If you’ve been charged with a crime, you ultimately have to decide if you’re going to plead guilty or fight the charges.
If you decide to fight the charges and ask for a trial, you then have to decide — along with your attorney — what type of defense you should offer.
Your defense has to fit the facts of the case and your attorney cannot knowingly allow you to lie, or perjure yourself, on the stand — so an “affirmative” defense may be offered.
This defense is a little risky because you basically agree that you did just what you are accused of doing. However, you’re also offering a justification for your actions that excuses your behavior to the point that it is no longer a crime.

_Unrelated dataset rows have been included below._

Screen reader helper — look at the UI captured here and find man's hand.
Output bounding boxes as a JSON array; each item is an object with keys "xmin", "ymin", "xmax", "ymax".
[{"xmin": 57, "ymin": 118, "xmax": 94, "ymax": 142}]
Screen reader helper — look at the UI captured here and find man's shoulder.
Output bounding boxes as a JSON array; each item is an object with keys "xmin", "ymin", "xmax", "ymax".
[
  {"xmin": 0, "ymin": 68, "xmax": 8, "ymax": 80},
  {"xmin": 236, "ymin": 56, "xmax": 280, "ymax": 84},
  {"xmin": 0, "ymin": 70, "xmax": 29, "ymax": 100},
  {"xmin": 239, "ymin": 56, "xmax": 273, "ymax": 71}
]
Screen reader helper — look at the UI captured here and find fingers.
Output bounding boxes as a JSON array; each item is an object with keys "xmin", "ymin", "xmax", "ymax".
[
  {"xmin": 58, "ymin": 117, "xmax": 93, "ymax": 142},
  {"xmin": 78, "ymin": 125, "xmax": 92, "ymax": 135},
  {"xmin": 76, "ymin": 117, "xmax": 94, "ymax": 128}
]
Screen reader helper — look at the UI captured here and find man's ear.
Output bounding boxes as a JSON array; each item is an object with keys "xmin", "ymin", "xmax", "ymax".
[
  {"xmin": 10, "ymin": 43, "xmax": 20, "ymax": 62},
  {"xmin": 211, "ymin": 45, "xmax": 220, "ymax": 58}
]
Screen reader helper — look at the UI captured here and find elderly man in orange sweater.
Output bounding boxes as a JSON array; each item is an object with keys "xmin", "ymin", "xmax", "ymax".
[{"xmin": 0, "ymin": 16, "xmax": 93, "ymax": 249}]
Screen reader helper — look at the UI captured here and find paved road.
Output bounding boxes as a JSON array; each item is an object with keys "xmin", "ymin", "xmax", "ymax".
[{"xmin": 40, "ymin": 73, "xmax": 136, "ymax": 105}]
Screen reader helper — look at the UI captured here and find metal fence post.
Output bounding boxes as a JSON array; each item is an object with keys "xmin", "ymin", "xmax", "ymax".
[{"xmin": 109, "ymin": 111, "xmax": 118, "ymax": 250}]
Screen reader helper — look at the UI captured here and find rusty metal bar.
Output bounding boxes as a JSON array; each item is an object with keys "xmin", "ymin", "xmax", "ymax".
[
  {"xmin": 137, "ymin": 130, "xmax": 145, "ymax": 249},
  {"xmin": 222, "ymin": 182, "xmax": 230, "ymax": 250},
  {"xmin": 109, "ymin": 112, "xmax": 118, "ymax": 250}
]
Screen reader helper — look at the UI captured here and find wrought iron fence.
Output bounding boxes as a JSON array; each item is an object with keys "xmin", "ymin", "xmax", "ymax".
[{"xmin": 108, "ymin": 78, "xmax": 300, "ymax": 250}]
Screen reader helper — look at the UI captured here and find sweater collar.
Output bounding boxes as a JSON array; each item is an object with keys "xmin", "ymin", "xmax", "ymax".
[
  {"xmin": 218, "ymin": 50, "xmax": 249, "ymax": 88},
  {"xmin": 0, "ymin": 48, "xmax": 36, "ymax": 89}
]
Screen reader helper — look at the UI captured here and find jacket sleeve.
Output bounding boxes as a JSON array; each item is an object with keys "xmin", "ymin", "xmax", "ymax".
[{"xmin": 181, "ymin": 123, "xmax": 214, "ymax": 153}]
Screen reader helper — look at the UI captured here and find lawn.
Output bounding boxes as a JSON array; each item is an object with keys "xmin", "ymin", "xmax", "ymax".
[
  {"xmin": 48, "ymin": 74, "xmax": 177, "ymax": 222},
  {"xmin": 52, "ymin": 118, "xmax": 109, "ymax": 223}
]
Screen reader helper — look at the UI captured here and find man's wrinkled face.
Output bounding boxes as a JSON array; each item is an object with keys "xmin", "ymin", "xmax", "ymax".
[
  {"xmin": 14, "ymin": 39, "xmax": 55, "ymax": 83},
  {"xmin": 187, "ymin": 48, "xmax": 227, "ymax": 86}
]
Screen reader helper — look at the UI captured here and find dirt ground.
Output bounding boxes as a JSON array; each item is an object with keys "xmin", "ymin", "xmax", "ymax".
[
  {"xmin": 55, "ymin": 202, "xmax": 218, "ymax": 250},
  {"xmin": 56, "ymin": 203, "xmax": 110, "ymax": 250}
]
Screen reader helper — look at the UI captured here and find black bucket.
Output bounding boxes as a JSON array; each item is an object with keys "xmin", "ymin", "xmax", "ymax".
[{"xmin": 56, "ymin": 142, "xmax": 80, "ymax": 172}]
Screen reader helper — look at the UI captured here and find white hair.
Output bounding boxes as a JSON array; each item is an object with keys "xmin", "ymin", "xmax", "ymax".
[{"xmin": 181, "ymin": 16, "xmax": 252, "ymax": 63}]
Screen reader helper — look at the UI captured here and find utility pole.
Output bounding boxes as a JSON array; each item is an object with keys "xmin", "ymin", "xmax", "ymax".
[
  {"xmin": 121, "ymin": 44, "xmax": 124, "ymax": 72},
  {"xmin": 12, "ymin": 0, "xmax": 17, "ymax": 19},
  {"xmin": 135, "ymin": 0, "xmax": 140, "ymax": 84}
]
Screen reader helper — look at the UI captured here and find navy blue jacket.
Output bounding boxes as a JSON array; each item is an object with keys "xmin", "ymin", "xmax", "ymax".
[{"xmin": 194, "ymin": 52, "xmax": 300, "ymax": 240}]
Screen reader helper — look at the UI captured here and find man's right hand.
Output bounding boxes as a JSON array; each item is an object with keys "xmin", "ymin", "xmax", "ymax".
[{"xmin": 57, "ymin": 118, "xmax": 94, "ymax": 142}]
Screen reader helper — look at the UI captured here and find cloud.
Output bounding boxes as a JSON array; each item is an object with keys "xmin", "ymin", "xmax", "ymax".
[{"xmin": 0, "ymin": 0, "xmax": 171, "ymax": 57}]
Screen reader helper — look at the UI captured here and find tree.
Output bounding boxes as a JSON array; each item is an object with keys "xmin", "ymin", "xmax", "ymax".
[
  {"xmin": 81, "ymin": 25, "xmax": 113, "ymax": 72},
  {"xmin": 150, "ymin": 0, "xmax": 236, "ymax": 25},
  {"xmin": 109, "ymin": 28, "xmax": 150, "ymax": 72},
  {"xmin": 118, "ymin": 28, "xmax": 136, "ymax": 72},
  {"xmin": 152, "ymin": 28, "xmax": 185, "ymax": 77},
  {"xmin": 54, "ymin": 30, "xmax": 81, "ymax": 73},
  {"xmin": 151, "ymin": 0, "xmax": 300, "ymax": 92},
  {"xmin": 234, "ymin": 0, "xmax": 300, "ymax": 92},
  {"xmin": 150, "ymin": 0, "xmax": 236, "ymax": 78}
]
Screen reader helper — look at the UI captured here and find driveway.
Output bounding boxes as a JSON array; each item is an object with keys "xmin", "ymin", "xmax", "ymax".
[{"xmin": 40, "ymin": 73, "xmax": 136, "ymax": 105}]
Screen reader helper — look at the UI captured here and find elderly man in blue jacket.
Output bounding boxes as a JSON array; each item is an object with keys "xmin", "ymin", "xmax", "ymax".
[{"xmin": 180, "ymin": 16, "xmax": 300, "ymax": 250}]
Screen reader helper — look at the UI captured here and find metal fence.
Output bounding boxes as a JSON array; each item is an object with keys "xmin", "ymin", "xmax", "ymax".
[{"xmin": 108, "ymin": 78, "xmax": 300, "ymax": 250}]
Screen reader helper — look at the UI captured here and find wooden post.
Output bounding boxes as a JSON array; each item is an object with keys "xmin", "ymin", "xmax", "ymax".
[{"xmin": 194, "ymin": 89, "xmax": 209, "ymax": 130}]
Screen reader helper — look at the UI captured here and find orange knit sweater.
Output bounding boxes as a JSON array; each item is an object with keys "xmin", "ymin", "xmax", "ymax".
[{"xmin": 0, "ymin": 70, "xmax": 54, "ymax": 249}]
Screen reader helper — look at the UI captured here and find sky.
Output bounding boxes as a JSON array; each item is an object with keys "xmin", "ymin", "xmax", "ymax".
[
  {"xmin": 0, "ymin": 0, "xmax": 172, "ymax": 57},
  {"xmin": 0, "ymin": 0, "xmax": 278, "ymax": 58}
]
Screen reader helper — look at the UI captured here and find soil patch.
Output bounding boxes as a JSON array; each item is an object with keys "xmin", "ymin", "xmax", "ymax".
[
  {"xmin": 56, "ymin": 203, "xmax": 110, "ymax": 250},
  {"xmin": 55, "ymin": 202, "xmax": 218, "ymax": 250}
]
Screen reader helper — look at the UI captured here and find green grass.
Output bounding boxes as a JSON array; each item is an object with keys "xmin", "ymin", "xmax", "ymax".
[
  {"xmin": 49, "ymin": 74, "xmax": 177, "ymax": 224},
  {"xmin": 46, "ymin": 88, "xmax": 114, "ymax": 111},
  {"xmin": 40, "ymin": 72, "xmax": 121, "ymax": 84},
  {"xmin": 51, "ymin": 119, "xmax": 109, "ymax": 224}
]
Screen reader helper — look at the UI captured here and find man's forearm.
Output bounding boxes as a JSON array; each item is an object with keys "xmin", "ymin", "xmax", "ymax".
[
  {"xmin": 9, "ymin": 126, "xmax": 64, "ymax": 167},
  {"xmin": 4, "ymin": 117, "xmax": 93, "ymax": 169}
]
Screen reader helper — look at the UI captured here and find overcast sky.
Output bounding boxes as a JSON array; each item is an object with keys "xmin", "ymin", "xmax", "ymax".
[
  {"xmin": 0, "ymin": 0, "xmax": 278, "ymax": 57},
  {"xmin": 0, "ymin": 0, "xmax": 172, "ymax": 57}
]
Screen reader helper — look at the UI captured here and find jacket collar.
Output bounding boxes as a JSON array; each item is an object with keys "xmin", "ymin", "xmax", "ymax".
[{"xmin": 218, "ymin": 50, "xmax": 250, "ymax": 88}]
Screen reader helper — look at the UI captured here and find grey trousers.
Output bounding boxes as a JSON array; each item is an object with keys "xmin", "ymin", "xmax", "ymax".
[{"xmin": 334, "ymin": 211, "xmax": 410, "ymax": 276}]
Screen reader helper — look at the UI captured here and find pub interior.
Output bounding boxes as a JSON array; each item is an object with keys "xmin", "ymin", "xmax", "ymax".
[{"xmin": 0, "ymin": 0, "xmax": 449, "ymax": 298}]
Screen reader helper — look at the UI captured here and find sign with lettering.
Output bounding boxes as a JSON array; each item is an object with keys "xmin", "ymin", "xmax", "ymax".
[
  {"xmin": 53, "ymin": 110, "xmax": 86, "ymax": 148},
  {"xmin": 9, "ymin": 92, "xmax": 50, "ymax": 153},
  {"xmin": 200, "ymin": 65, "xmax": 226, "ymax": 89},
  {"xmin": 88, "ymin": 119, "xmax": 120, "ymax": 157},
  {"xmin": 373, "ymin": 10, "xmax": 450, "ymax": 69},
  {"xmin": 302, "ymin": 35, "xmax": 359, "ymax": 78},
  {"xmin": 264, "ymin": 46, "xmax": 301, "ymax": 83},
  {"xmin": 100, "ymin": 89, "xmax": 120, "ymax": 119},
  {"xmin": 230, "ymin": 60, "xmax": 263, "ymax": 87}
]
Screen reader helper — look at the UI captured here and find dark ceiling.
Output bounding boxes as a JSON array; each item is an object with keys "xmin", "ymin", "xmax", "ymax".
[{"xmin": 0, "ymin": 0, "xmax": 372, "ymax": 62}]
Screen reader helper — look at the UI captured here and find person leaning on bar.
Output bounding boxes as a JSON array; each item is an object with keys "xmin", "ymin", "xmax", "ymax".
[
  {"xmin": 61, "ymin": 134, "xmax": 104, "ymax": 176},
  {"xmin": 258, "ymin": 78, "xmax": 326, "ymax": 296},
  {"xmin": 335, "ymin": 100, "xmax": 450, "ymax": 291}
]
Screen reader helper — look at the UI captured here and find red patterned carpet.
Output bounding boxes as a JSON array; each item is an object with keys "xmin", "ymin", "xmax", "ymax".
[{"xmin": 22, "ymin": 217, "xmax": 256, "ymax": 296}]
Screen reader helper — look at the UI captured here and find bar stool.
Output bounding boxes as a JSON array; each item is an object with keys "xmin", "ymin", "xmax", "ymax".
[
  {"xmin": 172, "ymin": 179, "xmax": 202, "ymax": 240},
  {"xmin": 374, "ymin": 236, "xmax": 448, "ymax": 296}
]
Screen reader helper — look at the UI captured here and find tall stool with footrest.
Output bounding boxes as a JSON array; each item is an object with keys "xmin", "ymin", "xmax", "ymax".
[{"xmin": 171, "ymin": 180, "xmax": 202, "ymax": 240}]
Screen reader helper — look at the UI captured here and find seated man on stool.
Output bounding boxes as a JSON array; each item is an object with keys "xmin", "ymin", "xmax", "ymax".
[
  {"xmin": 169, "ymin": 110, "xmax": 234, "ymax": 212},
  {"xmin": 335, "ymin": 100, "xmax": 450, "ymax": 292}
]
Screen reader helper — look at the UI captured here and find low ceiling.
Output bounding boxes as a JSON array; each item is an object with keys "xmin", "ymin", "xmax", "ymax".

For example, here are some common defenses that you’ve probably heard of before that are considered affirmative:
1. Standing your ground
You generally have a duty to try to get out of a fight if you can — even if that means running away. However, people aren’t expected to flee their own homes to avoid a fight. If you assaulted a robber who was sneaking around your bedroom at night, the court is likely to agree that you had every right to defend your home and family.
2. Defense of self
Sometimes, you can’t run from a fight. If, for example, you were literally backed into a corner and you came out swinging and happened to get the best of your opponent, you could still be charged with battery for beating him or her up. However, if he or she backed you in that corner with threats and either threw the first punch or put you in fear for your physical safety, you had a right to defend yourself.
3. Defense of others
Sometimes, you have a right to defend someone else who can’t defend themselves. For example, if you see an elderly woman being robbed and beaten, and you knock her assailant down from behind with a bat, you could still end up charged with assault — but your justification, or affirmative defense, would be that you were protecting someone else from harm when he or she couldn’t do so him- or herself.
Discuss your criminal defense options with your attorney carefully before you decide to use an affirmative defense — they often hinge on fine definitions of the law.